Well, Hi Lorna!!!

Guess I'll give you my .02 worth, since I have some personal experience with this stuff.
Based on the experiences of the 35 people in my support group and myself, your reasoning behind transitioning may be flawed. As Anita and Jan W. suggested, you sound almost like transitioning would be 2nd best in the hope it would change the balance somehow.
Most people with GID transition because there is just no other choice. It is a decision about whether they will continue to live, or not, and they generally are pleased with their choice since it removes a very big conflict that invades every part of their lives. I can't really describe that conflict, even though I have lived with it for so long. The best I can do is that you just don't feel complete, don't feel whole!!! And it always sits there in the back of your mind even when you are doing something enjoyable, like a monkey, a burden on your back. And then you find you have spent the entire day doing nothing but trying to divert yourself from thinking, and realize that you have been doing the same thing for WEEKS!
And sooner or later, you come up against THE WALL, and you know you don't care if you live or die, and then you think maybe death is preferable, as it is an end. If you survive the wall, either through intervention following an attempted suicide, or your own bedrock level of basic optimism or hope, you get a therapist, get on hormones and feel some balance in your life for the first time. Even then sometimes it can seem it varies between being stuck in snail snot without any progress, to riding a whirlpool, going faster and faster as you approach the center, your goal.
It seems that everyone has their own wall; for some it comes early, for some later. If you
are GID, you may be a ways from hitting your wall if you think you can put it all on hold and wait for a relationship. On the other hand, if you can start talking with a therapist, you may be able to avoid the WALL altogether and ease into transition. If you have been butting heads with the wall already, find a therapist and let any interpersonal relationship that may come happen or not. Your going to be busy anyway.
Most transitioners who regret the transition (about 3% to the best of my therapist's understanding- She has had one out of 60) are often people who can't let go of the male privilege they lost, even though they are gender dysphoric; find themselves tied to the family they have had and still feeling guilty for transitioning and upsetting their lives; are mis-diagnosed with or without their own unconscious duplicity; or deliberately deceive a therapist becasue they think transition will "cure" all their problems. This, of course doesn't happen, as instead they find they have another entire suite of problems related to being a woman (employability, social standing, being taken seriously in a work environment, the glass ceiling, prejudice) in addition to being suddenly again the wrong gender and regretting transition.
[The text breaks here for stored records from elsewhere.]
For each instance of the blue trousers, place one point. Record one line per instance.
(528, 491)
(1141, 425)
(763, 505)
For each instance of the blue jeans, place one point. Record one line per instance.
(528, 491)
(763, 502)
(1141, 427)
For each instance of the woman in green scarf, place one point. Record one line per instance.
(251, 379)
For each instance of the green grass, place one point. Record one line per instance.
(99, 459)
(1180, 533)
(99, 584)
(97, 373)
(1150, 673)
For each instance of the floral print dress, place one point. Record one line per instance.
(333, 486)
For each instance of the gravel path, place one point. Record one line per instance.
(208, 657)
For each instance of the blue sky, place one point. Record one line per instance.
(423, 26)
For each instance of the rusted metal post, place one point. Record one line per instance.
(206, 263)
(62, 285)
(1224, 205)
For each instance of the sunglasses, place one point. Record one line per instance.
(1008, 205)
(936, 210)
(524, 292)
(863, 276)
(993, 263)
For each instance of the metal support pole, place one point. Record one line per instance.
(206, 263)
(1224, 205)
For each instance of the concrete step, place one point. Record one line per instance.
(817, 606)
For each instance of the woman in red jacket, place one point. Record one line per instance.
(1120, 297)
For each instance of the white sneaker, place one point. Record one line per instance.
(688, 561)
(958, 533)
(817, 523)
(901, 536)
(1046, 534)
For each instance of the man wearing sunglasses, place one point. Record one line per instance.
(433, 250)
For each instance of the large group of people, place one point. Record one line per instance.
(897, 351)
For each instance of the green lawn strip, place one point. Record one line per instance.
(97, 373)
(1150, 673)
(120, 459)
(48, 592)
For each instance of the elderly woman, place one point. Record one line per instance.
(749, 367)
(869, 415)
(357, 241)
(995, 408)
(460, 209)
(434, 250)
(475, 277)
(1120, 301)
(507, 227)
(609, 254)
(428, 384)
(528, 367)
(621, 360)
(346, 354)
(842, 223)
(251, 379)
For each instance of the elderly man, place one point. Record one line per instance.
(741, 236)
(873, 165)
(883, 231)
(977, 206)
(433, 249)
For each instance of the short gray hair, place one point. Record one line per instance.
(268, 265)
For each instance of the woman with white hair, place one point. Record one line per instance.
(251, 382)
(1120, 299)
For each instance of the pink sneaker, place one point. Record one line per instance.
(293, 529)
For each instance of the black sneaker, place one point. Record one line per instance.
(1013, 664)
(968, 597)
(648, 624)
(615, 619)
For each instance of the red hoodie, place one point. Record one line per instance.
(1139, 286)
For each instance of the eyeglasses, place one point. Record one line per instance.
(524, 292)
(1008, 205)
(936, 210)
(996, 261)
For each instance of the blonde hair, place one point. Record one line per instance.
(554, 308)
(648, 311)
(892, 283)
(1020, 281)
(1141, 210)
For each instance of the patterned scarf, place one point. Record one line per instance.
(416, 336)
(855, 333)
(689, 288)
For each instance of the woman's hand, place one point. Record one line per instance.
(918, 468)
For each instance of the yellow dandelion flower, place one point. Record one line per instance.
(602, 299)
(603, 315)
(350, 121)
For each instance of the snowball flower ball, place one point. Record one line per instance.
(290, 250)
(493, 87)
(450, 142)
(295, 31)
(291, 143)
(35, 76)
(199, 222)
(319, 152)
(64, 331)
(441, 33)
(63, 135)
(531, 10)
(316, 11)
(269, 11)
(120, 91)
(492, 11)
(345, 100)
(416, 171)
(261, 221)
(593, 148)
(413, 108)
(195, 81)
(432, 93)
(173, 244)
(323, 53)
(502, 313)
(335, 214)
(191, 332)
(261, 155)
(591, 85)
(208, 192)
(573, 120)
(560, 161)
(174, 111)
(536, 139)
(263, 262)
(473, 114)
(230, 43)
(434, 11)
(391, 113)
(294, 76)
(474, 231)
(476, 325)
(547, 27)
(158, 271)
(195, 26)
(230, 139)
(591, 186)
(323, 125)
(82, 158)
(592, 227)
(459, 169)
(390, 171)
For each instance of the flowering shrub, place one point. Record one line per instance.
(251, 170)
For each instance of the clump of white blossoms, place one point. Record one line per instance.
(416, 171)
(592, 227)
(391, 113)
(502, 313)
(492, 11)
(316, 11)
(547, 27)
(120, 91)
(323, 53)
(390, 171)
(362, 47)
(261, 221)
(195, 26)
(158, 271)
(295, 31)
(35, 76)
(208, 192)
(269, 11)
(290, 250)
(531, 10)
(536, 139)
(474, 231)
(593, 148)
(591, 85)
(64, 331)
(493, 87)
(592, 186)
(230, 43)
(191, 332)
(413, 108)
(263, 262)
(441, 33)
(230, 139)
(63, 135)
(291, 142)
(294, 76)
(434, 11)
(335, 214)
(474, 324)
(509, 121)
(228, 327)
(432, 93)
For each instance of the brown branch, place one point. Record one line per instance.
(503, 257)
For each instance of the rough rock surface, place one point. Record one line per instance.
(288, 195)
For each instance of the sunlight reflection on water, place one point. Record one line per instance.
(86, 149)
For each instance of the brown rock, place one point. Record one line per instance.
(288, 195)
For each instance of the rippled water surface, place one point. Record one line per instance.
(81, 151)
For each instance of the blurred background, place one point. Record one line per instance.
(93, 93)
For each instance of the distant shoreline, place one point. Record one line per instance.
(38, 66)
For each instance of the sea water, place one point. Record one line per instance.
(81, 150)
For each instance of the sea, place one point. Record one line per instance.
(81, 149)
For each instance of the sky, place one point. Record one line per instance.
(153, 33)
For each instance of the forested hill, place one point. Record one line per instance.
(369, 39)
Regardless, they always blame the therapist!
The support group I mentioned above is about evenly mixed between M2F and F2M. One married her current SO just before transitioning, but after her divorce from hir first wife. They have been able to stay together, but acknowledge that at times there is tension. Several others have found SOs since they began transition. One M2F and her SO are bi, and in the other case of M2F, the SO is male and loved the person before finding out they were transitioning, but while they were living in their new role. In other words, they never knew the person as a male, only as a female with a bit of a birth defect. Two of the F2Ms have SOs, and one of them has been with his SO since before even hormones, and the other has met the F2M in the last 6 months during transition. One of the other F2Ms has lived in a, well technically, lesbian realtionship for 13 years, and has a kid from a previous marriage that will have nothing to do with them. Most (there are four including your humble servant who are exceptions) married have had children in the natural course of events, thinking that would "cure" them, or at least give them motivation to be part of a "normal" life. Lorna, based on their experiences, marriage and/or kids just doesn't eliminate the need to transition, and
may only slightly delay it. But like CDing, it just won't go away.
And it seems that most people with GID do find it hard to maintain a realationship with the opposite apparent gender, especially M2Fs. It is like the ggs unconsciously realize after so long a time that there is something going on, and unless it is to their liking or they are set in the traditions of marriage, they will find a way out. It can also be the behavior of the unhappy sufferer that will bring it to a head. The GID, especially near the wall, can make one grouchy and hard to live with, contrary, and generally a SOB, though not often violent within the family.
If you
need to transition, you will not put others or a possible nebulous future relationship before satisfying that need. It is an incredible investment of time, money, emotion and loss, and you must be certain that is what you have to do, because if you find out it was a mistake after the final surgery, that's just too bad. On the other hand if, as you age, the dysphoria becomes primary and you find your wall without the help of a therapist (as it has with most of the people in the support group) because you do
need to transition, then it will happen no matter the status of your personal relationships with others.
If you truly believe this will likely be your future, the time to start is now in your thirties, not in 7 years when the hormones will be less effective. So if you really think this is you, chunk whatever money you can in a therapist's pocket now, and talk your head off and tell him or her just how you FEEL, including any ambivalence you may have. There has been a lot of stuff written by people that don't like therapists, but the best will help you really come to an understanding of your true needs.
Well, OK, so I rambled. Just be sure, Lorna, about what you want vs. what you need.